The Physics of Parenting
It doesn’t take a degree in rocket science to have kids. But then again, a basic understanding of physics can really help you raise your nuclear family.
Antimatter: Excessive, often inappropriate gifts given by aunts (and uncles)
Black hole: Your child’s brain after watching too much TV
Cold fusion: When your kids pass the same cold back and forth to each other all winter
Gravity: How you measure the length of a time out; the heavier the crime, the longer the time
Light year: The year before you became a parent (and each year before that)
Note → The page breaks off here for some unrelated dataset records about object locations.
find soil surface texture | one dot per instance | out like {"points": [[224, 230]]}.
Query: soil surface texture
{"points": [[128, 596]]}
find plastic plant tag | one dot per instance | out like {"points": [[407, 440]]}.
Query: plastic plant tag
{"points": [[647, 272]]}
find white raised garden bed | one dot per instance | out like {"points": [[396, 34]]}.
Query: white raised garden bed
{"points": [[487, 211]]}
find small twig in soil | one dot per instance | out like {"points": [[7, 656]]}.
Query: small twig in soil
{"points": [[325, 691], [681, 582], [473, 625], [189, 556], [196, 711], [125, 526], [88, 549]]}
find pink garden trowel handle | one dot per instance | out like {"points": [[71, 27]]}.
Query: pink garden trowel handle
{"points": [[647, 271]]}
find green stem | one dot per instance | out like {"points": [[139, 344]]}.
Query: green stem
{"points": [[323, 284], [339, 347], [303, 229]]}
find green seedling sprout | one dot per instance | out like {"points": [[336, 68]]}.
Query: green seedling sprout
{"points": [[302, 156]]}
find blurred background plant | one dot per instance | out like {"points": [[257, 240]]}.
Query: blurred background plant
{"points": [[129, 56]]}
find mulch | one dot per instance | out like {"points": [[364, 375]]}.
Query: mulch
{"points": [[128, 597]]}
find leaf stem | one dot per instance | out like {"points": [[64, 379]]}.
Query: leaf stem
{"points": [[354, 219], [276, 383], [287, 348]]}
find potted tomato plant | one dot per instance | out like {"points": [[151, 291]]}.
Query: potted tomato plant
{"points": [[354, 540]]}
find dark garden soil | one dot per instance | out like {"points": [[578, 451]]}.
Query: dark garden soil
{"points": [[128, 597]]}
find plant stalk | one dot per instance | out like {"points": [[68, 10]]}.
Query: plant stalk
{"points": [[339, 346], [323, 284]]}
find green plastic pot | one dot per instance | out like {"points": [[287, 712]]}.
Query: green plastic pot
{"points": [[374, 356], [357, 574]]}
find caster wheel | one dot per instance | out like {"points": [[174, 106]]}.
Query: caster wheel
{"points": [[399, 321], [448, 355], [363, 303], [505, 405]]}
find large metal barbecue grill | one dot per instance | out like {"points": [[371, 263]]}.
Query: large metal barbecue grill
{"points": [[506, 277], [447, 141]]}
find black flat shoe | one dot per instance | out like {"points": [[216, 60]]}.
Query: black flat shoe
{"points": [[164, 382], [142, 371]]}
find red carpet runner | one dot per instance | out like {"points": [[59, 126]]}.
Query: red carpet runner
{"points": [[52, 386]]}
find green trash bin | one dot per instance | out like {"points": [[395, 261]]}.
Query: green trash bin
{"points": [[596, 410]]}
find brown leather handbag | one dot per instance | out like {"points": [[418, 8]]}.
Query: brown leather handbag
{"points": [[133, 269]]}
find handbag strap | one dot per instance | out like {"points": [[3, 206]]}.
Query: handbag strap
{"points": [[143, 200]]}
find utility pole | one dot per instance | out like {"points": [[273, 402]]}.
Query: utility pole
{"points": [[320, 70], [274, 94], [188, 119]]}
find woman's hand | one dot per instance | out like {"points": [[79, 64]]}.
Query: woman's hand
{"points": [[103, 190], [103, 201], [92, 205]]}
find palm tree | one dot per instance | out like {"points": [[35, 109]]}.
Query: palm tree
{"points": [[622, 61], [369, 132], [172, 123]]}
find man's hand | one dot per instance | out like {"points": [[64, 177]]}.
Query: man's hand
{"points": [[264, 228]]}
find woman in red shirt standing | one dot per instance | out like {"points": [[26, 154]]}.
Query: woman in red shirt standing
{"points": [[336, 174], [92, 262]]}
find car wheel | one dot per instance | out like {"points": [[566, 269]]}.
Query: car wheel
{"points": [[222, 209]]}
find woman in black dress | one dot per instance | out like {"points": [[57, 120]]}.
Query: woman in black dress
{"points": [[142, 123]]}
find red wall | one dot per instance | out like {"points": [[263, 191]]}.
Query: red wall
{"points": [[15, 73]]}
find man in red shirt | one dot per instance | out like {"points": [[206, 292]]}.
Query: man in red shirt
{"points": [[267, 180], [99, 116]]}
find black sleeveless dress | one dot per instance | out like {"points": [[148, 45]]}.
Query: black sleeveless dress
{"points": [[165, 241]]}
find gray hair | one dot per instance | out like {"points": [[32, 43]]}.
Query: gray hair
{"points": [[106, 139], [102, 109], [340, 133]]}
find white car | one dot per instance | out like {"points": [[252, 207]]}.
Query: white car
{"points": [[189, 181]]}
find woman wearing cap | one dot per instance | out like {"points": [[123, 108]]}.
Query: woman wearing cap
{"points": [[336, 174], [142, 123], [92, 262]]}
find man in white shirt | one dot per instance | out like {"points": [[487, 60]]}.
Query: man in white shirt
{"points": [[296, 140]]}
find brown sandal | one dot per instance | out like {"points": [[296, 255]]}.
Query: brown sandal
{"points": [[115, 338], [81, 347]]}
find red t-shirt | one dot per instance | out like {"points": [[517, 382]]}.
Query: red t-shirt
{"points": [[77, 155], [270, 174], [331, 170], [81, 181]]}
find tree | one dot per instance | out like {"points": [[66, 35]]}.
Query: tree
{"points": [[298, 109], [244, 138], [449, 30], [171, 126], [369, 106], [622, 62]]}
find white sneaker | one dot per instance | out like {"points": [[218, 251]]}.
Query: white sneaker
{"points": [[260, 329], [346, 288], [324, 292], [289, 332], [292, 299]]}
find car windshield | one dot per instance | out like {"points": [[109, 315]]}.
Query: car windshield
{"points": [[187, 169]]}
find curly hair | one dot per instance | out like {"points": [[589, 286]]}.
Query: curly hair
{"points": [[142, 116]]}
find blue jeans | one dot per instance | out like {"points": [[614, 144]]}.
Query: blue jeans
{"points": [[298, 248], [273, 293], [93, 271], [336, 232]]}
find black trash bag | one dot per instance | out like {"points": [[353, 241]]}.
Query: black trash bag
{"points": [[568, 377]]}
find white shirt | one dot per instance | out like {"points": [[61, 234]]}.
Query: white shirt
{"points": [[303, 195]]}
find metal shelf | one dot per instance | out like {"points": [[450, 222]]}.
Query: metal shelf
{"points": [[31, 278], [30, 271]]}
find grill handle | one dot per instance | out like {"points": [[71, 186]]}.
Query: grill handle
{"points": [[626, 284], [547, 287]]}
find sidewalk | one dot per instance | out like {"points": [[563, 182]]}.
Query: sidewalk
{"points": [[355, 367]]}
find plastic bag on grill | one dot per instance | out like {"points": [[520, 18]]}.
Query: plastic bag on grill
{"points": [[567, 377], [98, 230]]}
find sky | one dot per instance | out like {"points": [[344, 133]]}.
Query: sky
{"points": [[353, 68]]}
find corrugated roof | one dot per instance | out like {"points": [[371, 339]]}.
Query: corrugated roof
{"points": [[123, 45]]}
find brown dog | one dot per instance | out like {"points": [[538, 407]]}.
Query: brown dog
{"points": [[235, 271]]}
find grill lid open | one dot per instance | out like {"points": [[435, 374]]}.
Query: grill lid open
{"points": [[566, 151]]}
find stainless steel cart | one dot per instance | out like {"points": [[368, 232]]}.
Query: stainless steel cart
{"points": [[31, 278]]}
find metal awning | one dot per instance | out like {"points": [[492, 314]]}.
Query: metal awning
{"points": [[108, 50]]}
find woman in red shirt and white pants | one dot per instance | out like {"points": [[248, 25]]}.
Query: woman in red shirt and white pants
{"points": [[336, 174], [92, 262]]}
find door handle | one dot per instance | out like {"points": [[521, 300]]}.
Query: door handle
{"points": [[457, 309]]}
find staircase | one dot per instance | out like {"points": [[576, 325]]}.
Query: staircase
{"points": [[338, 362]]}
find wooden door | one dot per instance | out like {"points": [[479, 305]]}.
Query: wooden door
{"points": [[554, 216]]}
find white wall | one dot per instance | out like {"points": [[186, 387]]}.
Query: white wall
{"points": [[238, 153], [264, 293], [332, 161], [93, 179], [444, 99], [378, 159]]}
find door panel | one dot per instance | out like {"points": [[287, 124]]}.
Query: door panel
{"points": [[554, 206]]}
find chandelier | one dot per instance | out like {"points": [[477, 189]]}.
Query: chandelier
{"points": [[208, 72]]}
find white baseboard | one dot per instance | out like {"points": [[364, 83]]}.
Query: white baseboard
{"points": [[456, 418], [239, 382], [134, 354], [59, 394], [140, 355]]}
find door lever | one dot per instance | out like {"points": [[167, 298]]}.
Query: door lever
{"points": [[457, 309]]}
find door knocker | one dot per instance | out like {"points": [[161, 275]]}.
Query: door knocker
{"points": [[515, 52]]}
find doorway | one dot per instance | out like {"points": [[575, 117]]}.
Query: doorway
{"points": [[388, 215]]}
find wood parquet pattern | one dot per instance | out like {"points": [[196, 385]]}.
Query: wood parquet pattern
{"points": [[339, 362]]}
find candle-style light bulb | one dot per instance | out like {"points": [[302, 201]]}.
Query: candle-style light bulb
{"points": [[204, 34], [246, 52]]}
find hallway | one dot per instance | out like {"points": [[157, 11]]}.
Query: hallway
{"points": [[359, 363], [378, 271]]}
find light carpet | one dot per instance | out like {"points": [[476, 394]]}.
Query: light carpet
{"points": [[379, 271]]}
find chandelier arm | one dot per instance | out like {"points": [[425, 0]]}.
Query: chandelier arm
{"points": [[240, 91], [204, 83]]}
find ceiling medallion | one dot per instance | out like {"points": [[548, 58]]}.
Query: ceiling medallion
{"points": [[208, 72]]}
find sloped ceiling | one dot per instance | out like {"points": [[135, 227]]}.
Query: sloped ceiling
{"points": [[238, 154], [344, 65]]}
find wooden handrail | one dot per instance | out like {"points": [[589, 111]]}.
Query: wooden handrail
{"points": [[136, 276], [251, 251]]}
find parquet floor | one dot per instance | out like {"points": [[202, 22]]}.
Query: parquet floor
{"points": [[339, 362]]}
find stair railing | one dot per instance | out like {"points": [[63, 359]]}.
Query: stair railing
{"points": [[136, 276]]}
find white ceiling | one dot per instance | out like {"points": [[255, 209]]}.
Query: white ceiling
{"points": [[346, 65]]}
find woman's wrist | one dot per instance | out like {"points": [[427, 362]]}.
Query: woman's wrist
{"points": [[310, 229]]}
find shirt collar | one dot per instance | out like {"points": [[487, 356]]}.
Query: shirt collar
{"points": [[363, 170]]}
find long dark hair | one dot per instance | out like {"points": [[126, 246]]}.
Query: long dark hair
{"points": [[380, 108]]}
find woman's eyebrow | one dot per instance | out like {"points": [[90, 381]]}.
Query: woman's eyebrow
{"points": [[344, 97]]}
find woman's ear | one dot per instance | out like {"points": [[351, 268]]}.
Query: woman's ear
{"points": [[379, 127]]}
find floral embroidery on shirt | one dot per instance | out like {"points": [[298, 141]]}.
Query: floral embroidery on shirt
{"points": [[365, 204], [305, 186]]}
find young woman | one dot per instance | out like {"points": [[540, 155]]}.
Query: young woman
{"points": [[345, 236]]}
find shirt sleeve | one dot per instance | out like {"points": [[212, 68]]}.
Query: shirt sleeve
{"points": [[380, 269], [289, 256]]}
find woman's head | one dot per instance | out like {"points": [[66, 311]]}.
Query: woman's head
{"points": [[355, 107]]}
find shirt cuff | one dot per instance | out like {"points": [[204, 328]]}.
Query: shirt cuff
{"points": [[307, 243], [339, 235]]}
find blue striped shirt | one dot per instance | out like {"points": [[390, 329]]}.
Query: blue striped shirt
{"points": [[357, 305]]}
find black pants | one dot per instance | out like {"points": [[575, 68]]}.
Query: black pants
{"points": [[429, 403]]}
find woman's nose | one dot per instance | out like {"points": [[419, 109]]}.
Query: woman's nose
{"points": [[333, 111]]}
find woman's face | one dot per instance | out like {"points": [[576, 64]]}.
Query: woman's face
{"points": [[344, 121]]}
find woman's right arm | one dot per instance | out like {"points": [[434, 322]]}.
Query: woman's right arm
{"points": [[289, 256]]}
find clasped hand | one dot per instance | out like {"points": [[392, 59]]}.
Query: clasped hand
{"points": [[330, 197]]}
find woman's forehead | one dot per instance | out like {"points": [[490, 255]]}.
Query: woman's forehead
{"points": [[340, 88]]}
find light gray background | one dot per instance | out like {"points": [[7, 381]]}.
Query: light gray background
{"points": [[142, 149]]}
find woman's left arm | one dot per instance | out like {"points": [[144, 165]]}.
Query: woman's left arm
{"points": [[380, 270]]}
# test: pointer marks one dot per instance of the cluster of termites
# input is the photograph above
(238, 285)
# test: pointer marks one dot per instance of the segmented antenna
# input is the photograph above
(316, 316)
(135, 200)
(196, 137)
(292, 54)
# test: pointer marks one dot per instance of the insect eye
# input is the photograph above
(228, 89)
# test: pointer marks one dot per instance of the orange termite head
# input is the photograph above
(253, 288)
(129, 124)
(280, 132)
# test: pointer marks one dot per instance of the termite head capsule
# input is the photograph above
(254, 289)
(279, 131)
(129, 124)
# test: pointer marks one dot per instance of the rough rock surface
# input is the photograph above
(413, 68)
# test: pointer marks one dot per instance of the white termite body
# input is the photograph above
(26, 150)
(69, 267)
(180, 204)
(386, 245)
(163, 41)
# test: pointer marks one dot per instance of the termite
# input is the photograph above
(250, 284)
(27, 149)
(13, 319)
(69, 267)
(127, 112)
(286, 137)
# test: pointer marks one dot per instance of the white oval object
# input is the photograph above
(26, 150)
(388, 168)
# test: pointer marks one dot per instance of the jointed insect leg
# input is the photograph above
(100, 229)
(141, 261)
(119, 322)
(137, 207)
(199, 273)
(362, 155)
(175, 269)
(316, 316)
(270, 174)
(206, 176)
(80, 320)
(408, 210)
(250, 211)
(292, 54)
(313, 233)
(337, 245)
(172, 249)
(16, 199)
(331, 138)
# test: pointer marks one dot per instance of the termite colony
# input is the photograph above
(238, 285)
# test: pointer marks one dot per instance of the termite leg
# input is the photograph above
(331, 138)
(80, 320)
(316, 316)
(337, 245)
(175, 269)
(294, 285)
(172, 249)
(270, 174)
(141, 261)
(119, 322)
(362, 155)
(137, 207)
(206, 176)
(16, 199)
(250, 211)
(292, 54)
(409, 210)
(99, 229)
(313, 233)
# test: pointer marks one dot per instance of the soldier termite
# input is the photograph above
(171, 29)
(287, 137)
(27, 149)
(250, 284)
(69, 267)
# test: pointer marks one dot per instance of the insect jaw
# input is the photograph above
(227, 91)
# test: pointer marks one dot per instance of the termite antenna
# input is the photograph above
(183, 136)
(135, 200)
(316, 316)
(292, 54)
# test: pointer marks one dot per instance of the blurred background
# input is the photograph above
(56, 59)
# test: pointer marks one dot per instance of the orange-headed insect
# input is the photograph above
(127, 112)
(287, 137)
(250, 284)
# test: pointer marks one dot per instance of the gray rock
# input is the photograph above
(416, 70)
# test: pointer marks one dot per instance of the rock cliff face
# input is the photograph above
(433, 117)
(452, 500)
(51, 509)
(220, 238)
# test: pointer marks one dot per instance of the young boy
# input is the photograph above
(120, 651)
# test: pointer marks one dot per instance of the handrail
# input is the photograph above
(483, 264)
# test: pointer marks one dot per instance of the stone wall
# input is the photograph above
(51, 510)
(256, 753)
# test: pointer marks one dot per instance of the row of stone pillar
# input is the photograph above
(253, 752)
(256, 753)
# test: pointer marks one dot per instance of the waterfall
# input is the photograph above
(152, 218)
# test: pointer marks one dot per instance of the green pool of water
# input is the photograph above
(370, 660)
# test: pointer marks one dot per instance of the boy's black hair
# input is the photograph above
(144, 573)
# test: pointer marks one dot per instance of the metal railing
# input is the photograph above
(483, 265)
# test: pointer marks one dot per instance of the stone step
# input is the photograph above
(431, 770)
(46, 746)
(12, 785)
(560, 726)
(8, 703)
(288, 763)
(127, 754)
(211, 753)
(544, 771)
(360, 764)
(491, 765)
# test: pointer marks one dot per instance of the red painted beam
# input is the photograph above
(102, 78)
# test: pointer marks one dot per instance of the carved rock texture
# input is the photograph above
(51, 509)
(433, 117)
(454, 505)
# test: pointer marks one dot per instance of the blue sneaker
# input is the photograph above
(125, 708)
Newtonian Physics: Explains the paradox of how fig cookies that stick to furniture can unstick your child’s colon
Particle Physics: The tendency of a couch to accumulate basic units of household matter
Perpetual Motion: The dance the dog does under the highchair
Quark: The sound that alerts you to a dirty diaper
Radioactivity: A child’s tendency to turn up the volume on the radio or TV, even after you've yelled "turn it down" 1,000 times
Relativity: The closer family members live to you, the faster they seem to run away when you need free baby-sitting
Speed of light: How quickly the morning comes when you’ve up all night with a newborn
String Theory: Explains why shoes always come untied, while yo-yos tie and kites do the opposite
Super collider: A room with two boys in it (see also quark and vortex)
Thermodynamics: The tendency of a child to squirm uncontrollably while you’re trying to take her temperature
Vortex: Another word for a room that has been visited by children

2 Comments:
VERY funny! Loved this.
Toni and Jo, thanks for your comments. And yes - how could I leave out vacuum?